We are in the last few days of 2022, and as a believer of the Socratic dictum that “an unexamined life is not worth living,” I think it is an appropriate time to take stock of what we have gone through this year. But this is unlike the business type of stocktaking, where owners do inventories of their stocks and evaluate what they need to replenish and what to discard—for items that have not moved for the past year in their enterprises.
As a citizen and a taxpayer, I am a stock owner of the government if it were a commercial enterprise. As such, like all other working Filipinos in this country, who have their incomes deducted from the regulatory taxes by the Bureau of Internal Revenue, I am entitled to know where my contributions to the country’s wealth have gone, especially in terms of what government has done to address its pressing needs and challenges.

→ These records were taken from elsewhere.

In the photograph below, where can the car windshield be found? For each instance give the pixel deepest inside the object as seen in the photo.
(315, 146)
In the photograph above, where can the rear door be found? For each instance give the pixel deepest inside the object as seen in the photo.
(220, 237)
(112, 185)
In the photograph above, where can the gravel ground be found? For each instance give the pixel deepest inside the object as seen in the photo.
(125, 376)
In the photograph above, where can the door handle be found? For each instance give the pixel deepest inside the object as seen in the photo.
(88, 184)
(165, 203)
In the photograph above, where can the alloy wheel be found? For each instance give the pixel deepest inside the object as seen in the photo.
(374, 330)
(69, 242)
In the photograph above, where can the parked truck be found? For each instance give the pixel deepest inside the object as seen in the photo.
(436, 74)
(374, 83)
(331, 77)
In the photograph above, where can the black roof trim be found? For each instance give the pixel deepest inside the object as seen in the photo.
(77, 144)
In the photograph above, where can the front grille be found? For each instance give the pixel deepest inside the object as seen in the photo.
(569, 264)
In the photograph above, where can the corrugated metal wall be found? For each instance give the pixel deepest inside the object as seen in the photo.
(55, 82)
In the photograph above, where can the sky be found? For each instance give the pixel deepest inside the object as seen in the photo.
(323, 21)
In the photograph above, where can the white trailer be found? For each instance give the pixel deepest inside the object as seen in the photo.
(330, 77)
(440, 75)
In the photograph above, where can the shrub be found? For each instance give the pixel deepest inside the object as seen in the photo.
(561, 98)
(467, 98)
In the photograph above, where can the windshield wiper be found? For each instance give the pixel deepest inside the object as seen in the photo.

My main interests in doing this year-end stocktaking are the following: the current state of our governance “stocks,” to refer to the management of our country’s natural assets, our national patrimony, and of safeguarding our foremost political right as an independent country, otherwise known as our sovereignty. Both assets are our reason for being a republic, a nation-state. I also want to examine how it has dealt with problems relating to strengthening the rule of law in this country through mechanisms that will ensure that impunity will no longer be the usual reason for justifying abuses of both military and police authority. In addition, I also want to review how both our national and the new Bangsamoro regional government are dealing with climate change-related threats and the intersections with other equally critical consequences of social exclusion and gender injustice.
Several government agencies and offices have been entrusted with the development of our natural resources, and of communities where these precious sources of our national patrimony are located. Foremost among them is the Department of Environment and Natural Resources (DENR) and related agencies like the Department of Agriculture, which hosts crucial agencies like the Bureau of Fisheries and Aquatic Resources, among others. Then we have several agencies that are supposed to take charge of one of our foremost capitals—land— and how it is being used.
These offices and agencies are our frontline guardians to ensure that our precious natural and God-given assets and resources are being used and managed to achieve the primordial reason for government, that is, to safeguard the welfare of the greater number of our people, millions of whom live in dire poverty levels.
Just recently, the 27th Conference of Parties of the United Nations Framework Convention on Climate Change (COP27 of the UNFCCC) was held in Egypt. As a sovereign country and as one of the 198 countries in the world that ratified the convention, the Philippines was entitled to participate in it. The country sent a 29-member delegation, and it was no less than DENR Secretary Maria Antonia Yulo-Loyzaga who led the country’s delegation.
The UNFCCC entered into force among the 198 countries that ratified it starting on March 21, 1994. But later, Philippine participation in it has largely been marked by high political maneuvering, starting with people who were made part of the country’s official delegation. During the administration of former president Rodrigo Duterte, the leader of the Philippine delegation was former finance secretary Carlos Dominguez, who was then designated the chair of the country’s Climate Change Commission (CCC) then. Majority of the delegates came from the finance sector of government.
Yet, the Climate Change Act of 2009, the law that created the CCC, specifically provides in its Section 7 that commissioners must have at least 10 years of experience in dealing with climate change management or action, as well as having a standing record of proven honesty and integrity in public service. Dominguez must have fulfilled the latter set of qualifications, but definitely not for the first—that of being involved in climate change action for at least 10 years.